The beauty of Frankenstein as a work of literature lay in the myriad failures it pointed at (If you haven’t read it yet, read it!). The abundant flaws in all of its characters were laden with learnings for readers. Victor Frankenstein, the creator of the ‘monster’, is so disillusioned by the ugliness of his creature, that he falls severely ill. And later while creating a female mate for his creature, Victor realizes the risk of unleashing a race of 8-foot tall and savage giants on mankind. When Victor finally dies on the ship, the creature laments the fall of his creator and lists the latter in his long list of victims. The fallacies of the creator, the creature and those that abhorred the creature based on his looks forms the backbone of this book, which was itself an experiment and widely regarded as the first work of science fiction. The book, a masterpiece in several ways, was initially received with much disdain by critics and even led its authoress Mary Shelly to say “How I, then a young girl, came to think of, and to dilate upon, so very hideous an idea?

While the world of digital marketing (mostly) does not deal with the hideous, it can sometimes be plagued with errors of judgement or attention. So what is it that we learnt from some of these mistakes we made in the last year and how is it that we can avoid them? While some of the references are obvious, I have tried to not use any brand names (Jeff might want them though!).

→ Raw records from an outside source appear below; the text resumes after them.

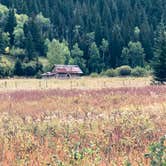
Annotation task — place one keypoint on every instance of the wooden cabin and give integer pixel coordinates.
(64, 71)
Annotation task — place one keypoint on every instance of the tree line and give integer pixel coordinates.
(95, 34)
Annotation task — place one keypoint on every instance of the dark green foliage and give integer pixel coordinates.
(18, 69)
(159, 64)
(10, 25)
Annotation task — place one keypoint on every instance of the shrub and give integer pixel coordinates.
(6, 68)
(139, 72)
(111, 73)
(124, 70)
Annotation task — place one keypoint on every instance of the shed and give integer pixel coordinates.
(64, 71)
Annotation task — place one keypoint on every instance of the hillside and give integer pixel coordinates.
(103, 34)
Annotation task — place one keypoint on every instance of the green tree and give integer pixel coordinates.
(133, 55)
(94, 61)
(159, 63)
(104, 49)
(77, 55)
(18, 69)
(10, 25)
(57, 52)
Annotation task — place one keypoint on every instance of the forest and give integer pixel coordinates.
(96, 35)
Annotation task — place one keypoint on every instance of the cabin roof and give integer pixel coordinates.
(69, 69)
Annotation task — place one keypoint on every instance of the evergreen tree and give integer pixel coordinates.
(94, 61)
(77, 55)
(159, 64)
(10, 25)
(18, 69)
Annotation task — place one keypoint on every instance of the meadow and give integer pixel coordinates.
(83, 122)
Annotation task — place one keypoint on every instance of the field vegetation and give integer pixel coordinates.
(82, 126)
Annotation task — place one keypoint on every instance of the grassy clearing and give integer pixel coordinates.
(81, 83)
(81, 126)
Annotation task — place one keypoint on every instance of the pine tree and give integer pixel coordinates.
(10, 25)
(159, 64)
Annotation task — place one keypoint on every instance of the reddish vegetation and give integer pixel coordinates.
(81, 127)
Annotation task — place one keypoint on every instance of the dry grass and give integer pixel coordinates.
(81, 83)
(79, 126)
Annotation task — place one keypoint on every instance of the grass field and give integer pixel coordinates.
(84, 122)
(81, 83)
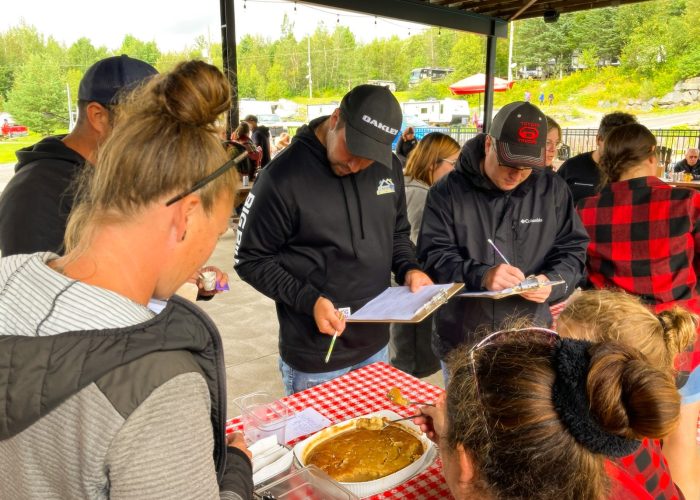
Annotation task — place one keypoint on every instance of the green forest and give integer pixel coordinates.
(633, 51)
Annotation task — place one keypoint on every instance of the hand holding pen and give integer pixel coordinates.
(502, 276)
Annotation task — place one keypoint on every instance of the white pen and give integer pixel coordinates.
(498, 251)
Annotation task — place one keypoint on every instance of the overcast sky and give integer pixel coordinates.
(174, 24)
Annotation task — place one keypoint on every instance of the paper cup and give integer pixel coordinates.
(209, 280)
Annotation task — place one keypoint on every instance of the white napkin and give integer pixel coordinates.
(265, 451)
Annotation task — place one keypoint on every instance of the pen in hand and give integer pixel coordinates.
(335, 336)
(498, 251)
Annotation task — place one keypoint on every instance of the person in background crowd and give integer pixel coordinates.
(35, 204)
(281, 143)
(241, 139)
(433, 158)
(645, 234)
(529, 415)
(260, 135)
(582, 172)
(607, 315)
(553, 142)
(407, 142)
(689, 164)
(132, 404)
(500, 191)
(325, 226)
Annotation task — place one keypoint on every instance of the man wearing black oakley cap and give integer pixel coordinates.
(34, 206)
(323, 229)
(500, 191)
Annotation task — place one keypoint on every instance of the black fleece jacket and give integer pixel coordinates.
(535, 226)
(35, 204)
(305, 232)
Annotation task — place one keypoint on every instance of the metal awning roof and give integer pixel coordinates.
(485, 17)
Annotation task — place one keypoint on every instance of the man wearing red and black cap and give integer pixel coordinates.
(500, 191)
(322, 231)
(34, 206)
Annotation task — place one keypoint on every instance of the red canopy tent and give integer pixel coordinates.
(476, 84)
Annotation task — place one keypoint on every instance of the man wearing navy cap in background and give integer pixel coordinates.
(323, 229)
(500, 191)
(34, 206)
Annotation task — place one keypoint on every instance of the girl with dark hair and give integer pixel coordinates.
(433, 158)
(607, 315)
(407, 142)
(528, 415)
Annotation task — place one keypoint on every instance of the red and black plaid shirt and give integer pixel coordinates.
(644, 474)
(644, 239)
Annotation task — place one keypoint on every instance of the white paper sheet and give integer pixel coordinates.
(303, 423)
(398, 303)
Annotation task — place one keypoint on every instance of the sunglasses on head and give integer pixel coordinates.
(209, 178)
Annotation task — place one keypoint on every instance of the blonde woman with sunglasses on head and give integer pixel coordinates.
(528, 415)
(433, 158)
(101, 396)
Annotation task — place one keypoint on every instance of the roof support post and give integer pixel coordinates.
(490, 73)
(228, 52)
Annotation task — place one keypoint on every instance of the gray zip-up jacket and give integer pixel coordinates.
(99, 398)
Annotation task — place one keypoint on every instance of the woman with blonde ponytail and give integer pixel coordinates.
(99, 394)
(530, 415)
(607, 315)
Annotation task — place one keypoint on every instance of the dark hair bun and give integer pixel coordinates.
(628, 396)
(193, 93)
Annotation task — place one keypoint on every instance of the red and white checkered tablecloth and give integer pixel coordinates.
(364, 391)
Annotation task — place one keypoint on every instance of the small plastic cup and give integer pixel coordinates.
(209, 280)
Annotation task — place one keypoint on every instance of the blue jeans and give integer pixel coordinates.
(296, 381)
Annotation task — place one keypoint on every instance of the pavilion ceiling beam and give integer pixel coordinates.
(418, 11)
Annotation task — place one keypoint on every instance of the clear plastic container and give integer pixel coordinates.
(263, 416)
(309, 483)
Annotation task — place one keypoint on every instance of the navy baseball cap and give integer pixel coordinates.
(520, 130)
(372, 119)
(104, 80)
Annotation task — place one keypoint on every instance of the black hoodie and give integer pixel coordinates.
(535, 226)
(35, 204)
(306, 232)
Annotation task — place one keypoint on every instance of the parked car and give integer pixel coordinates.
(13, 130)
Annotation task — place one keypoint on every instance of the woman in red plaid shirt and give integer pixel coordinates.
(645, 234)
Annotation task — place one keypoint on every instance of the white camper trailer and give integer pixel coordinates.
(443, 112)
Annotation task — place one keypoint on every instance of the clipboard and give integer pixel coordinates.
(398, 304)
(530, 283)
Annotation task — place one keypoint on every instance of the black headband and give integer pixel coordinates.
(571, 364)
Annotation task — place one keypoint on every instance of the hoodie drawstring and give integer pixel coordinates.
(359, 206)
(347, 213)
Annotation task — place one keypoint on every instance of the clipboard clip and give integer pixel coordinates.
(436, 300)
(529, 283)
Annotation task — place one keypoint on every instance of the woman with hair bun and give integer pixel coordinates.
(528, 415)
(100, 395)
(606, 315)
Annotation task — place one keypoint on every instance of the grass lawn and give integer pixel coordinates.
(9, 146)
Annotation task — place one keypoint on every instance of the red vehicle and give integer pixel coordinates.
(13, 130)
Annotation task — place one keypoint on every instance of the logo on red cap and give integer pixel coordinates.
(528, 132)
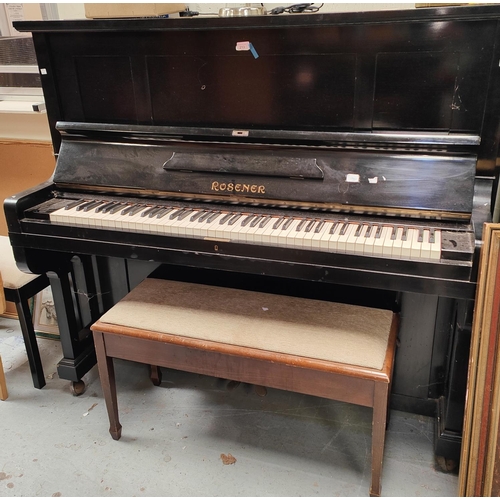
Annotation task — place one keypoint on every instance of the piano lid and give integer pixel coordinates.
(425, 184)
(411, 72)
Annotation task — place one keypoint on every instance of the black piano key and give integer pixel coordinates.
(91, 206)
(85, 205)
(255, 221)
(301, 224)
(148, 211)
(175, 214)
(319, 226)
(205, 216)
(310, 225)
(164, 211)
(277, 224)
(185, 214)
(128, 209)
(264, 221)
(213, 217)
(287, 224)
(197, 215)
(74, 204)
(344, 228)
(113, 208)
(155, 212)
(247, 220)
(225, 218)
(135, 210)
(103, 206)
(234, 219)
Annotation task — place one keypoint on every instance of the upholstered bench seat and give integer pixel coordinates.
(326, 349)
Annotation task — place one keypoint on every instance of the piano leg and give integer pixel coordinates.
(71, 295)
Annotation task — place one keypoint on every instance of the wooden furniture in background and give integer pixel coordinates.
(480, 461)
(324, 349)
(3, 385)
(19, 287)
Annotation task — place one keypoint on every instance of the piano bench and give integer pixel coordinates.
(19, 287)
(325, 349)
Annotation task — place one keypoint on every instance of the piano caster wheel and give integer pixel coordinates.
(155, 374)
(260, 390)
(77, 388)
(446, 464)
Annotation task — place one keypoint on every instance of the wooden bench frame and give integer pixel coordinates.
(337, 381)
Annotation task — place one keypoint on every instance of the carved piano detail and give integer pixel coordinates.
(353, 158)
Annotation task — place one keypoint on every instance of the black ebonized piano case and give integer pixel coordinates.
(345, 157)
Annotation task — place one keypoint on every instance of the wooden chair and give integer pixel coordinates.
(19, 287)
(325, 349)
(3, 385)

Social media goof up of the year would be a twitter campaign that goes by the hashtag #<brand name>Stories. Before I went up to speak at the inter-school debates, my team would always warn me against throwing vague and open ended-questions at the audience like “what are you thinking today”. I was told this greatly reduces the chances of public humiliation. Now with hashtags that are expected to generate brand stories are we inviting the devil in to the buffet dinner? Is it safer to experiment with low-risk and more specific hashtags, especially if you are not in the business of saving puppies? There were several other social media campaigns that also thought us not to use natural disasters or mass movements for campaigns e.g. “This storm blows but free shipping doesn’t  or “Millions are in uproar in #Cairo. Rumor is they heard about our new spring collection”.

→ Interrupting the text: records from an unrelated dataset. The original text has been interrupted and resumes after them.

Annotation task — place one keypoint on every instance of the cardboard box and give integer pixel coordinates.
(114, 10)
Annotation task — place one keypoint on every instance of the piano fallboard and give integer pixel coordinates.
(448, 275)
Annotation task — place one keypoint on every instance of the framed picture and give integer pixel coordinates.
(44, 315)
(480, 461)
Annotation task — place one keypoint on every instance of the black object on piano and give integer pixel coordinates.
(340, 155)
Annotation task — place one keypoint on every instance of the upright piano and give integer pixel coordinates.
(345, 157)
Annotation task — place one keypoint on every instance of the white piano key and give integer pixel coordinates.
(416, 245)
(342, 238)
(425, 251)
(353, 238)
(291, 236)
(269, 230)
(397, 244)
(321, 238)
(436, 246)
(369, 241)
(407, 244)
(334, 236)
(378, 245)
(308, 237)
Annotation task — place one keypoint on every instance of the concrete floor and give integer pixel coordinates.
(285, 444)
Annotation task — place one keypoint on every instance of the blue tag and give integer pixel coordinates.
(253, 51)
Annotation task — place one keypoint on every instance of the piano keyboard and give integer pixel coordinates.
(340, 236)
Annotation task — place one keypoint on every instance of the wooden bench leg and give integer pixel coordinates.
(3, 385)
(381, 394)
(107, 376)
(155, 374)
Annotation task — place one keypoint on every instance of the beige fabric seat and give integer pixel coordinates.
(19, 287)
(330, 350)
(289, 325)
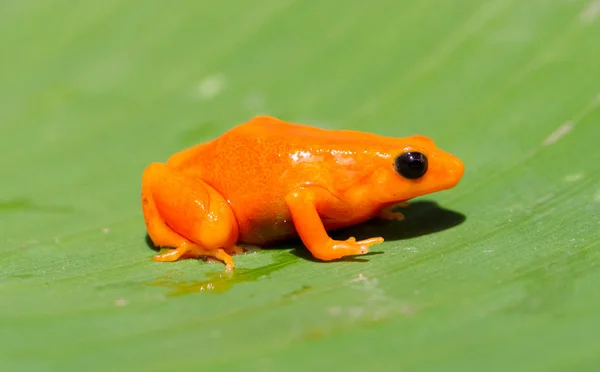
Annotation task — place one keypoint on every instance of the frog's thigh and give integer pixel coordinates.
(180, 209)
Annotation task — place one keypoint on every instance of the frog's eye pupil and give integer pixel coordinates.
(411, 165)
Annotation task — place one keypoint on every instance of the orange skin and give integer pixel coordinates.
(267, 180)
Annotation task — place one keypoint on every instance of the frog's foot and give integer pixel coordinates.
(303, 207)
(387, 213)
(336, 249)
(194, 251)
(188, 214)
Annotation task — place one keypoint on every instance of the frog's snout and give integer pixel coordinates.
(454, 170)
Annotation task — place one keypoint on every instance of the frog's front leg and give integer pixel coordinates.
(187, 214)
(388, 213)
(303, 204)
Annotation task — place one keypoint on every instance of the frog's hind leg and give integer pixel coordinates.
(188, 215)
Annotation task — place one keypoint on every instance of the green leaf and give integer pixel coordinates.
(500, 273)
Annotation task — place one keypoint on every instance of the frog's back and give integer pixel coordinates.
(256, 164)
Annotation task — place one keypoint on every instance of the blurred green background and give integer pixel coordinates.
(92, 92)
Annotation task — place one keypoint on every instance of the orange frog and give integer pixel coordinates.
(268, 180)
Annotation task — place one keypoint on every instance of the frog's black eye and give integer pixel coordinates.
(411, 165)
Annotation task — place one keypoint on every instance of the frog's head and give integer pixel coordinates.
(418, 168)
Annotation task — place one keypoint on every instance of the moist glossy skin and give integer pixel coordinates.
(268, 180)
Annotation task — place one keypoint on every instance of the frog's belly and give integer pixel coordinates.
(266, 231)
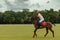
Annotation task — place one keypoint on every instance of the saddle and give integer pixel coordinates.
(42, 24)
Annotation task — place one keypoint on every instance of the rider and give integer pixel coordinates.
(41, 18)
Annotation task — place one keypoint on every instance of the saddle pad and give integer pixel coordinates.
(44, 23)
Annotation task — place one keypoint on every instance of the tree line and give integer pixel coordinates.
(12, 17)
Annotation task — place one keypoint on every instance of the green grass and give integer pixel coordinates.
(25, 32)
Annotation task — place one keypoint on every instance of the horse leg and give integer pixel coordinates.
(46, 31)
(52, 31)
(35, 33)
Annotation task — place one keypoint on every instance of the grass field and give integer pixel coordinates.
(25, 32)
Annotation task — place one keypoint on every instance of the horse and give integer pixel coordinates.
(48, 26)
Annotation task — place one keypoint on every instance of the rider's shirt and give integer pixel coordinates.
(41, 17)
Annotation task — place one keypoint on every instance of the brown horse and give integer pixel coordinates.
(48, 26)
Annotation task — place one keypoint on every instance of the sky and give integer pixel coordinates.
(18, 5)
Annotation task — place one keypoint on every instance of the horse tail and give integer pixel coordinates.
(51, 23)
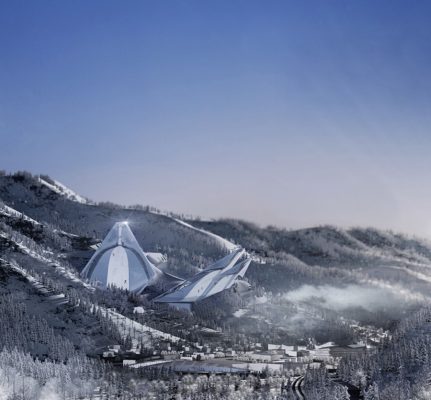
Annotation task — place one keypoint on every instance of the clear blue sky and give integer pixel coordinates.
(292, 113)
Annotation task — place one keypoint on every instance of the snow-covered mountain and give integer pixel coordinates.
(317, 282)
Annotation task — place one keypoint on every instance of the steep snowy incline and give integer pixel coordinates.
(11, 212)
(63, 190)
(222, 241)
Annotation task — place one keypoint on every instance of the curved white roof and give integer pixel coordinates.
(120, 262)
(214, 279)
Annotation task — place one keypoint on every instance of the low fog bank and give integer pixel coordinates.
(355, 296)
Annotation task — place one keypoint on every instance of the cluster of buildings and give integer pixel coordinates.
(272, 357)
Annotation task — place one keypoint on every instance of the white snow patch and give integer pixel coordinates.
(11, 212)
(137, 331)
(63, 190)
(222, 241)
(239, 313)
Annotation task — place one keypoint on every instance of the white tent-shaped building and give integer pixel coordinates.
(120, 262)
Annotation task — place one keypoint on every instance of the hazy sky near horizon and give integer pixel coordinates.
(293, 113)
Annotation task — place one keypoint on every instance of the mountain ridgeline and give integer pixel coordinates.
(308, 285)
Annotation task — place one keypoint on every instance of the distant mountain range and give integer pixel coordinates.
(44, 223)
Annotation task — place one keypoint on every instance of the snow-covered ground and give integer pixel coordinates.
(222, 241)
(63, 190)
(137, 331)
(11, 212)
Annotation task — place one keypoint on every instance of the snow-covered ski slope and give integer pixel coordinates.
(63, 190)
(11, 212)
(222, 241)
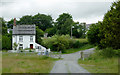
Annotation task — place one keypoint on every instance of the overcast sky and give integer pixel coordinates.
(89, 11)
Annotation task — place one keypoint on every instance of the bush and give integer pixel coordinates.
(110, 52)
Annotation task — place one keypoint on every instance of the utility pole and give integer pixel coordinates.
(71, 31)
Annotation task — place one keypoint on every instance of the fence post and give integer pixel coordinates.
(82, 55)
(59, 54)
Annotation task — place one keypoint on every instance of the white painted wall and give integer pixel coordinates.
(26, 41)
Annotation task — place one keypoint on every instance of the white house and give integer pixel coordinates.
(24, 36)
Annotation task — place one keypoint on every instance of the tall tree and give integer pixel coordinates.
(110, 30)
(64, 23)
(4, 27)
(27, 19)
(43, 21)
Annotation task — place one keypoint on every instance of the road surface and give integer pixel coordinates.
(70, 63)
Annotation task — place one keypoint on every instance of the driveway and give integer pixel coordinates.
(70, 63)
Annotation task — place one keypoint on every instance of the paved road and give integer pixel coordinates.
(70, 63)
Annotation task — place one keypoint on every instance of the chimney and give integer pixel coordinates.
(14, 21)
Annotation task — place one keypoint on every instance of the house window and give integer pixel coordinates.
(20, 46)
(31, 38)
(21, 38)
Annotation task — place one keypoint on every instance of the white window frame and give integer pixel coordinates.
(31, 38)
(21, 38)
(21, 46)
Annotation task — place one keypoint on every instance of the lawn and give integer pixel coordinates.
(21, 63)
(73, 50)
(99, 64)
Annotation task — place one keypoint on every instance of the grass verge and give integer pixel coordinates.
(73, 50)
(99, 64)
(15, 63)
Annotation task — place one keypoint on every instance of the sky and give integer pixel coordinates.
(89, 11)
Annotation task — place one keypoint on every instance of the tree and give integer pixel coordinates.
(39, 34)
(64, 23)
(83, 29)
(93, 33)
(27, 19)
(43, 21)
(77, 30)
(51, 31)
(4, 27)
(10, 23)
(110, 29)
(15, 45)
(6, 43)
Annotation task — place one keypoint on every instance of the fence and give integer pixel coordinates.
(84, 55)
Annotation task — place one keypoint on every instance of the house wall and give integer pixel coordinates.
(26, 41)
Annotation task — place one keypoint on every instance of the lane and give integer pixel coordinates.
(70, 63)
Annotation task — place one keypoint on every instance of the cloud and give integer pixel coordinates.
(82, 10)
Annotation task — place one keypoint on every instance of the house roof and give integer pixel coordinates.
(24, 29)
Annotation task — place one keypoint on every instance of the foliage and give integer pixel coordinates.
(42, 21)
(96, 63)
(110, 29)
(51, 31)
(64, 23)
(6, 43)
(110, 52)
(93, 33)
(39, 34)
(83, 29)
(27, 19)
(4, 27)
(15, 45)
(77, 30)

The world of blogging saw one of the world’s largest PR firms offer an apology for running a pro-retail outlet brand blog by making it appear like an independent review of a happy couple on the move in their RV. Be honest about where you push your marketing and PR spend so readers know the extent of your influence in the digital space. A great example would be Ray Gallon’s full disclosure paragraph at the bottom of his review of Adobe TechComm Suite 4.

Though it didn’t technically happen in 2012 (but in December 2011) the email marketing mistake of an employee of America’s largest local metropolitan newspaper saw an email meant for 300 people who ended their subscription being sent to its 8 million subscribers instead. Many of the 8 million subscribers were hurt they were not offered a similar subscription! An unfortunate human error did you say?  Could it perhaps have been averted by tool intervention?

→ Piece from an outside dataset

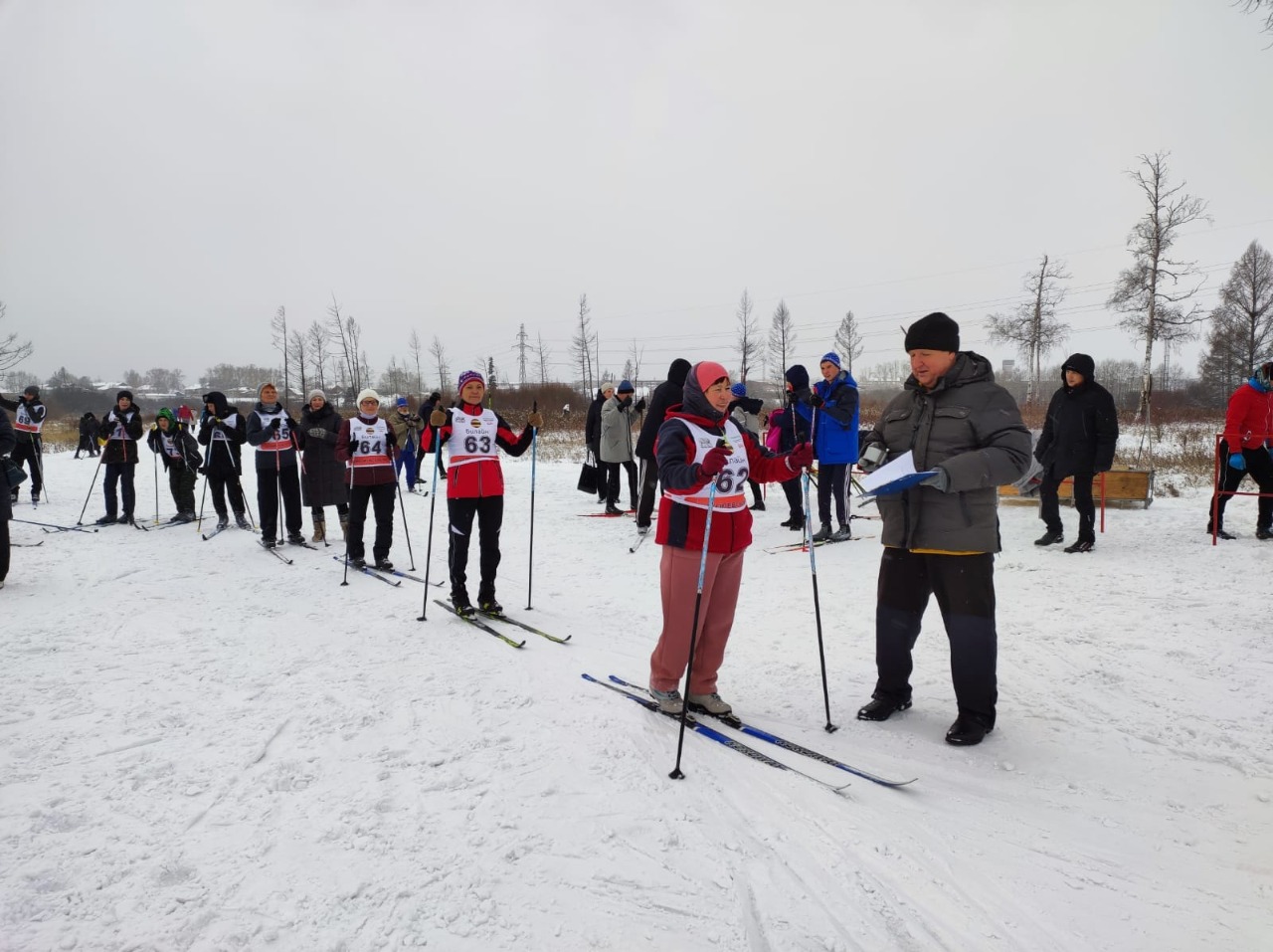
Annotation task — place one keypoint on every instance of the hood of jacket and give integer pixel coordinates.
(969, 368)
(218, 400)
(678, 370)
(1080, 363)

The SEO industry was abuzz with Google introducing many changes to tighten the screws on black-hat techniques and several businesses burnt their fingers in terms of faulty link-building and keyword stuffing. What new changes will Google make this year and are marketers still aware of their possibly black-hat search marketing techniques? And now with the launch of Facebook Graph Search, experts seem to differ on its potential for marketers.

In Mary Shelly’s book, Victor Frankenstein warns Robert Walton, “learn from my miseries, and do not seek to increase your own.” With more avenues for digital marketing investments, will we also have newer avenues for future disasters or have we learnt enough from the past? Will there be a 2013 list of top 10 digital marketing disasters?